Our consensus network also found a conserved signaling cascade between JAK-STAT and SOCS. Much of the JAK-STAT signaling pathway is related to internal cellular signaling, therefore, having signaling molecules in place to provide negative feedback is critical to halt runaway responses. The suppressor of cytokine signaling (SOCS) proteins include approximately eight intracellular proteins (SOCS1-7, and CIS) and function as E3 ubiquitin ligases that mediate the degradation of proteins [63, 64]. SOCS proteins were initially coined as repressors of cytokine signaling and loss of function or disruption in signaling lead to chronic inflammation and unchecked cellular growth [65, 66]. Thus, it is of no surprise that JAK-STAT and SOCS developed a conserved interaction in our consensus network as fidelity in signaling is critical to regulated cytokine signaling.

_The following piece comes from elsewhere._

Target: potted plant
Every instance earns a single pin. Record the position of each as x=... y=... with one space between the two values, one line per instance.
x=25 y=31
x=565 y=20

A third conserved interaction is SHP1-SHP2-GRB-SOS. SHP1 and SHP2 play critical roles in cellular growth, differentiation and cellular chemotaxis, but have also been implicated in cancer, neurodegeneration, and metabolic disorders such as diabetes [67]. SHP1 and SHP2 are cytoplasmic protein tyrosine phosphatases that work in concert but also oppose cellular cascades, with SHP1 a negative transducer and SHP2 a positive signal transducer [68]. Of note, a reduction in SHP1 is observed in lymphomas and luekemias [69], whereas a reduction in SHP2 or knockout of SHP2 gene causes death mid gestation in mice [70], overall reduced STAT activation [71], and even leads to Noonan syndrome [72]. SHP2 activity is a well-known binder of GRB2 [73], and GRB2 binds to Son of Sevenless (SOS). This overall binding to a guanine nucleotide exchange factor is the mode by which reactivation of RAS is accomplished. This allows re-engagement of RAS, an oncogene, and RAF [74, 75]. Mutations in either RAS or RAF have been linked to several human cancers [76]. SOS helps to bind GTPases which are essentially molecular switches for cellular activity that hydrolyzes GTP to GDP plus phosphate that induces RAS activation and ultimately cellular proliferation and differentiation. Mutations in SOS can lead to hereditary gingival fibromatosis type 1 [53]. It is not surprising that some of the most talked about and well-known pathways have a very direct relationship and easily measurable tangibles as shown in these three examples. However, we also observed other interactions in our consensus network that can not be superimposed over the KEGG database pathway, which represent significant correlations within JAK-STAT.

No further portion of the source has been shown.